The Ithaca College library is generally nondescript — students studying, working on papers and completing other academic work. This changed Wednesday evening when a tiger and a crowd in neon spandex danced through the library to LMFAO’s “Party Rock Anthem” to protest a shortage in consumer recycled paper.

Sponsored by ELAN, or the Environmental Leadership in Action Network, the flash mob was a “destress and vent” event designed partly to promote relaxation the week before finals and partly to protest the library, which uses 30 percent post-consumer recycled paper paper. The group hoped to urge the college to move up to 100 percent recycled paper, according to ELAN.

Without a table or chair empty in the library, more than 30 people were dancing and yelling in protest. The mob met at 5:20 p.m. at the Free Speech Rock and then danced its way across the Academic Quad to the library. Some students in the library snapped photos and recorded video with cell phones. Public Safety responded to a disruption in the library, but officers did not take down any names.

Sophomore Allison Currier, a member of ELAN’s executive board, stressed the importance of the mob’s message through “Operation Tiger,” the group’s name for the flash mob protest, due to deforestation.

“Our campaign is kind of based out of the Paradise Rainforest in Indonesia,” Currier said. “It’s the example we keep bringing it to. There is a lot of natural, beautiful places around the world that are being illegally torn down and ruined because of corporate relationships with illegal pulp industry loggers. It’s really unfortunate, and it’s something a lot of people don’t know is happening.”

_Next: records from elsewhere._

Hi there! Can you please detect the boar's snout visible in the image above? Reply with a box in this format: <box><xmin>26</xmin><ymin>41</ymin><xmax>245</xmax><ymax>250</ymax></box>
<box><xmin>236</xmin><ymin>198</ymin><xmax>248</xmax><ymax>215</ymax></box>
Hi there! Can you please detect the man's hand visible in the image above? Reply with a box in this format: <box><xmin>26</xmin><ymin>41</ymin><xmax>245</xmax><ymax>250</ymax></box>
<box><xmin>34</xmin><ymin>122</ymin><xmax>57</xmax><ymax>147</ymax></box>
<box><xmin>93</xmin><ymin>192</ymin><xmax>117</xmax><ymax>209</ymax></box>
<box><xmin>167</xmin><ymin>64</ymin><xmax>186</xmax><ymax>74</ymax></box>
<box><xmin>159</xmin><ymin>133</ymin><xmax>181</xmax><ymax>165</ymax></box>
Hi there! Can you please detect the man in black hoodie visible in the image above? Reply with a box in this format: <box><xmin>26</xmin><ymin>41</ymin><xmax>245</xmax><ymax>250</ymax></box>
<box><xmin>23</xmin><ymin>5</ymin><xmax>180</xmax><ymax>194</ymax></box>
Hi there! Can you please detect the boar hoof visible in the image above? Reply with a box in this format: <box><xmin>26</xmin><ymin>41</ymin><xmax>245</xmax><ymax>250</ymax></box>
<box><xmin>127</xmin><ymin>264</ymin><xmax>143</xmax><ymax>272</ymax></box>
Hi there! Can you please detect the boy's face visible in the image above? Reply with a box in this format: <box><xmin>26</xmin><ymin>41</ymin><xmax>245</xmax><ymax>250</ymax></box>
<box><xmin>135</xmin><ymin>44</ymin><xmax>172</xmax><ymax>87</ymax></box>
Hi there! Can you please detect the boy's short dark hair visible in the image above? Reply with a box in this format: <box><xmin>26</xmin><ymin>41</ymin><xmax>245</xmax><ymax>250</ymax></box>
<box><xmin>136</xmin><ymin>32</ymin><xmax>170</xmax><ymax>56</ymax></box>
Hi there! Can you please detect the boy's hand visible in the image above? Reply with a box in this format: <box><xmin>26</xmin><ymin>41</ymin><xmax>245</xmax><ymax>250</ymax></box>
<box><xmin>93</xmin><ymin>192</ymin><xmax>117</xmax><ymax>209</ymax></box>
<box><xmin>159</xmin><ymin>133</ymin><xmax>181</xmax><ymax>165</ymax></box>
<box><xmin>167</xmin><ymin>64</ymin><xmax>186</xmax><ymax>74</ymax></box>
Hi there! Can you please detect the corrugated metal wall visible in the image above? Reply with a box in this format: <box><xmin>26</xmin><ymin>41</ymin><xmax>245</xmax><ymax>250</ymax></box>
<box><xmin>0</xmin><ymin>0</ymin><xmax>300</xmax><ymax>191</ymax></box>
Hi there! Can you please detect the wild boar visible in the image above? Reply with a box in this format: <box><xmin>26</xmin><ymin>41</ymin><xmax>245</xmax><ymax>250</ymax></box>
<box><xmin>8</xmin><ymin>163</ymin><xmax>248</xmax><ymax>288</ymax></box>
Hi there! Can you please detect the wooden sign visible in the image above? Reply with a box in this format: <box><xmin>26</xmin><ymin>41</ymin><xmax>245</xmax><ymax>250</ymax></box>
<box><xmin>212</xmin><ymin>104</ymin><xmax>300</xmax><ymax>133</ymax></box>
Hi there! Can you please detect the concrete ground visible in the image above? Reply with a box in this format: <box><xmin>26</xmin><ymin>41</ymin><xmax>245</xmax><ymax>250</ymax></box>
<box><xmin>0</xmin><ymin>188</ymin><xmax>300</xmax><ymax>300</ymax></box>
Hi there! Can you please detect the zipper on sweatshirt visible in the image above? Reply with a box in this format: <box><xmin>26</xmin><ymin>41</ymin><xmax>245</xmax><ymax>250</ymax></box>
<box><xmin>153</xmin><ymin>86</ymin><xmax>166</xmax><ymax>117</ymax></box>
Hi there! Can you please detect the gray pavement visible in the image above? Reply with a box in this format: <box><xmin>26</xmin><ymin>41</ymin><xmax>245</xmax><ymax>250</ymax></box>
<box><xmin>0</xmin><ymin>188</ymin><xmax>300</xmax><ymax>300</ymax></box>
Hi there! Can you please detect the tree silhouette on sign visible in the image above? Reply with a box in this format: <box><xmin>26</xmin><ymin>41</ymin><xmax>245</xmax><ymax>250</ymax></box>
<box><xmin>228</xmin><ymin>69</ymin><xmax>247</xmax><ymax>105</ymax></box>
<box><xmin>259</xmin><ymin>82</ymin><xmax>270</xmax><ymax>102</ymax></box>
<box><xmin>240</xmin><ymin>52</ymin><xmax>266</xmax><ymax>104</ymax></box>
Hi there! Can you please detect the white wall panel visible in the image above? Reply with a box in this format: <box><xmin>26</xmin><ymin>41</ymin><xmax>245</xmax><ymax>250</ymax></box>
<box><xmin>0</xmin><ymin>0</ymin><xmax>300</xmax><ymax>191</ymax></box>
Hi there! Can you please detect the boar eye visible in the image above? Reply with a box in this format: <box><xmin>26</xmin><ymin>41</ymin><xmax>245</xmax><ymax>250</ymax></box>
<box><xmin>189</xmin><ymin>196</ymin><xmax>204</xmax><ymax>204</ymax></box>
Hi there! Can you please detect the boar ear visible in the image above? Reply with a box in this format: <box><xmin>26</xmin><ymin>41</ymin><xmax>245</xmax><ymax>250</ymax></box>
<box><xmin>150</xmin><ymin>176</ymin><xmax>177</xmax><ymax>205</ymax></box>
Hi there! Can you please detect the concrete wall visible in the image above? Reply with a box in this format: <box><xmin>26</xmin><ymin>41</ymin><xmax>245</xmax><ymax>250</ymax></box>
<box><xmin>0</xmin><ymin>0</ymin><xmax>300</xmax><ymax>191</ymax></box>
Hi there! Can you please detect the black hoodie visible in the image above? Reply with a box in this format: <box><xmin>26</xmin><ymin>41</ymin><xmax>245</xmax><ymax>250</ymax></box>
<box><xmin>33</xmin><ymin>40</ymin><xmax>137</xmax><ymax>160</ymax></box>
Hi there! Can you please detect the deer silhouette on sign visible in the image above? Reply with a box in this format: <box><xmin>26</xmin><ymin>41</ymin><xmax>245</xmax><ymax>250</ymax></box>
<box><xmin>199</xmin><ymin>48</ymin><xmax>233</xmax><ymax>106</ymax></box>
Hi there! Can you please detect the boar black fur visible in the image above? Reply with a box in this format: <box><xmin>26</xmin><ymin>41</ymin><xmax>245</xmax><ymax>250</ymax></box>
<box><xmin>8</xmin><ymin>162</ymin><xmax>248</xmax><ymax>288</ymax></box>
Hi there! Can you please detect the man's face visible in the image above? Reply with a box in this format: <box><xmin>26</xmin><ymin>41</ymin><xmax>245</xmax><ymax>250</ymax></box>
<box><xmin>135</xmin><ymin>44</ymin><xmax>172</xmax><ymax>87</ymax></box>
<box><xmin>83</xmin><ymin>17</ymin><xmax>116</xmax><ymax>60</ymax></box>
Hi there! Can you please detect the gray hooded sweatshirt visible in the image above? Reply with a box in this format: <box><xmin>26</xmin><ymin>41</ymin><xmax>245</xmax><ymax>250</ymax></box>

Currier said the deforestation is negatively affecting the people native to the area and Sumatran tigers, a species that may have as few as 400 left in the world, according to the Sumatran Tiger Trust. By using recycled paper, she said, demand for logging decreases and reduces carbon emissions.

The library’s General Services said 30 percent post-consumer recycled paper is the current standard on campus. Lisabeth Chabot, a college librarian, said the college places an emphasis on recycled paper, but the school has had problems with entirely recycled paper in the past.

“General Services has had some experience with 100 percent recycled paper,” Chabot said. “They found that the increased amount of paper dust led to a high number of service calls and increased downtime for the printing and copying machines while they were being serviced.”

Chabot said the library’s goal is to upgrade to 50 percent post-consumer recycled paper in the future and perhaps even more down the road.

“As production technology improves, I expect that the issues with 100 percent recycled paper will be resolved,” Chabot said. “It will eventually become the college’s standard paper.”

Sophomore Rebecca Billings, one of the participants in the flash mob, said she was pleased with the protest’s turnout.

“We had a lot more people than I was expecting at least, so that was really good,” Billings said. “It’s just the idea that we are getting the organization out there and getting everybody to start thinking about the issue that’s really important.”

Some students, such as sophomore Malcolm Temple, thought the mob was a distraction in an environment designed for study, not protest.

“I got the point of the mob,” Temple said. “It was kind of annoying for the library since you come here to study in a quiet setting.”

Despite a few noise complaints, Currier said ELAN will not stop advocating for a change toward 100 percent post-consumer recycled paper at the college, especially since the college is credited as one of the most sustainable schools in the country.

“There is a lot that people don’t know about where their products come from, and pulp and paper products are something we can’t help but use every day in an educational institution,” Currier said. “I know Ithaca College wants 100 percent post-consumer recycled sustainable paper, but we just need the students to speak up and demand it.”